Telstra could be forced to wholesale naked DSL services over its copper infrastructure for the first time, under a new proposal from the competition watchdog.
The move, if adopted, could require the incumbent telco to offer a standalone DSL broadband service to internet service providers without third-party infrastructure, or allow for a 'hybrid' DSL service with 'stripped back' phone line capabilities.
The Australian Competition and Consumer Commission (ACCC) has previously held back from discussing the touchy topic with Telstra and internet service providers, despite a February decision to decrease prices for wholesale access to Telstra's infrastructure.
But in a second discussion paper on wholesale DSL access circulated to service providers late last week (pdf), the watchdog said it would consider allowing naked DSL services over Telstra infrastructure.
Such services — which provide a broadband connection without phone line rental — have been available from Telstra's rivals since 2007 but have been restricted to those users connected via non-Telstra ADSL infrastructure.
iiNet last year reported that 131,000 of its customers had a 'naked' connection, making up a significant proportion of the 381,000 subscribers using the company's own infrastructure.
The ACCC's discussion paper coincided with the end of Telstra's two-year trial of residential naked DSL services with "a few thousand" broadband subscribers, established to weigh up the economics of providing such a service.
The trial was effectively a standard DSL service with the telco's cheapest line rental option.
Telstra placed call barring on the line to prevent use of the line for anything but emergency and incoming calls, while subsidising the cost of the line rental for trial users.
Telstra representatives told customers on the trial that there were "no guarantees it will be smooth sailing", as the trial required Telstra staff to manually credit the cost of line rental to the bills of customers involved in the trial.
It has yet to officially announce the outcomes of the trial or further plans with the service. A spokeswoman for the telco did not respond to request for comment by the time of publication.
The ACCC said that while it could allow Telstra not to offer naked DSL services on a wholesale basis, it would also consider whether to mandate a full or 'hybrid' naked DSL wholesale service over Telstra infrastructure.
The hybrid service would effectively be a repeat of Telstra's naked trial.
"Providing a 'stripped back' line rental product could achieve some of the benefits of unbundling while potentially being cheaper and easier to implement than 'full' unbundling," the watchdog noted.
"As with 'full' unbundling, if it chose to permit a 'hybrid' unbundling implementation the ACCC would need to ensure that Telstra recovered all relevant costs associated with providing a 'stripped back' line rental product."
It was unclear what line rental costs, if any, could be charged by Telstra if the hybrid option were adopted.
The watchdog said wholesale naked DSL services would promote competition among ISPs while allowing for efficient use of existing copper infrastructure.
The ACCC's consideration of wholesale naked services over Telstra's copper network would come as a welcome move for the incumbent's rivals, who have pushed for such unbundling since the release of the initial discussion paper.

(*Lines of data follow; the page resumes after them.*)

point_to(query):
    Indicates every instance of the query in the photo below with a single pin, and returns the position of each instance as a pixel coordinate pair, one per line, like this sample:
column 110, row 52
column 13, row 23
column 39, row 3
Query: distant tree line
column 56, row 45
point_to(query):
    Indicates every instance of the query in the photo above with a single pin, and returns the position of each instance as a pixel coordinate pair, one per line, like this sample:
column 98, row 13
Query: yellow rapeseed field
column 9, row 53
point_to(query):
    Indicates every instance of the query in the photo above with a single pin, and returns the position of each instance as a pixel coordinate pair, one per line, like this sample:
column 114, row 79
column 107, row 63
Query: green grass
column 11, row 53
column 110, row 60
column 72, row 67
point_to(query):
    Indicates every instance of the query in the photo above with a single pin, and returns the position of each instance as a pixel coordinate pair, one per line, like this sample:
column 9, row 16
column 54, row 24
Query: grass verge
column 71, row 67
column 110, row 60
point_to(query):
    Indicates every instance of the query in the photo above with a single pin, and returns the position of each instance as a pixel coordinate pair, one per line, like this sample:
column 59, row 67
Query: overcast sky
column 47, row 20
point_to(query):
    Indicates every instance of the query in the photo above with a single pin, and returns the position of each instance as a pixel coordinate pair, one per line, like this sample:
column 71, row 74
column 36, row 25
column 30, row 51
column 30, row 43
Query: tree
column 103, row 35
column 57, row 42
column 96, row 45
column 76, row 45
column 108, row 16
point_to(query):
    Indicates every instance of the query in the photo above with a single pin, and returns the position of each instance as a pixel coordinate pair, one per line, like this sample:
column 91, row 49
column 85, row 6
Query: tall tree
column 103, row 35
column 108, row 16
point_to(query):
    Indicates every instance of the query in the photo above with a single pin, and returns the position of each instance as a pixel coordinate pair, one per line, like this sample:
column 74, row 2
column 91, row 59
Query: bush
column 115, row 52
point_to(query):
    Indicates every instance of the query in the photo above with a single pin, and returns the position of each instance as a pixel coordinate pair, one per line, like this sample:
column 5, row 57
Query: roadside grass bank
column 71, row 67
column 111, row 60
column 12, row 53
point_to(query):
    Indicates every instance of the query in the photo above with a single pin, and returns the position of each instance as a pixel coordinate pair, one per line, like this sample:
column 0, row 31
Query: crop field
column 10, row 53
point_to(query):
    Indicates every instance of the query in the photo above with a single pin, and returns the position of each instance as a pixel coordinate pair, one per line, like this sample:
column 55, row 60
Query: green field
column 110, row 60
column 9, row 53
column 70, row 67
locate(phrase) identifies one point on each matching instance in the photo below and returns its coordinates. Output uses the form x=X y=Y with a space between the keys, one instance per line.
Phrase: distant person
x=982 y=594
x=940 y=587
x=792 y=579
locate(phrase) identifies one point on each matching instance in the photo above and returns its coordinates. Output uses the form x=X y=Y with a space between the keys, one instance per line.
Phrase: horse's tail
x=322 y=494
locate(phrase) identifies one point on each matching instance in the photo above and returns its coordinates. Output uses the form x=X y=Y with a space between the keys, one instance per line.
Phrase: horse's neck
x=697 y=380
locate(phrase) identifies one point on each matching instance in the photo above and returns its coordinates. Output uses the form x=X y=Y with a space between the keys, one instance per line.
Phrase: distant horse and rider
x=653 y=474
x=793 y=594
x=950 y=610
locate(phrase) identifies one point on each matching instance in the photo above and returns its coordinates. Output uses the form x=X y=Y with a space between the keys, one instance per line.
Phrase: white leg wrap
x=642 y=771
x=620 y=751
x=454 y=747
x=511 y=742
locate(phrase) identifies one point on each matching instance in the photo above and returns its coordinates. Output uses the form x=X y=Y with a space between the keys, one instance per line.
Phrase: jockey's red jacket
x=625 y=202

A joint submission from iiNet, Primus and Adam Internet (pdf) — and authored by law firm Herbert Geer — argued that forced bundling of wholesale DSL and line rental came as "a simple and effective way to increase revenue and boost subscriber numbers on the PSTN" for Telstra.
"There is no technical impediment or reason that requires the two services on the line, but rather it is a commercial decision of Telstra that impedes competition and prevents consumers from being able to obtain the type of service that they want," the submission stated.
Submissions from Optus and AAPT also called for the ACCC to impose the requirement for a wholesale naked service, while Vocus argued "it is the requirements of the end user that should be paramount rather than the requirements of Telstra" (pdf).
However, Telstra has vehemently opposed the move, claiming that bundling was a requirement of the telco's "core systems and platform design" (pdf).
"ADSL services can only be provisioned where a telephone line has been provisioned at the end-user's premises. That core systems/platform limitation applies to both wholesale and retail services," it stated.
Telstra separately claimed (pdf) it would be unable to recover the cost of providing wholesale services if forced to wholesale naked DSL features.
Bundling services allowed it to provide a better quality service, according to Telstra, including a more comprehensive test for network faults and the ability to avoid the corrosions in copper joints on the network "as a direct result of the wetting current".
"These benefits are not available if the requirement for an underlying PSTN service on the line is removed," it said.
Telstra's first broadband plans for the National Broadband Network also require subscribers to adopt a bundled voice service.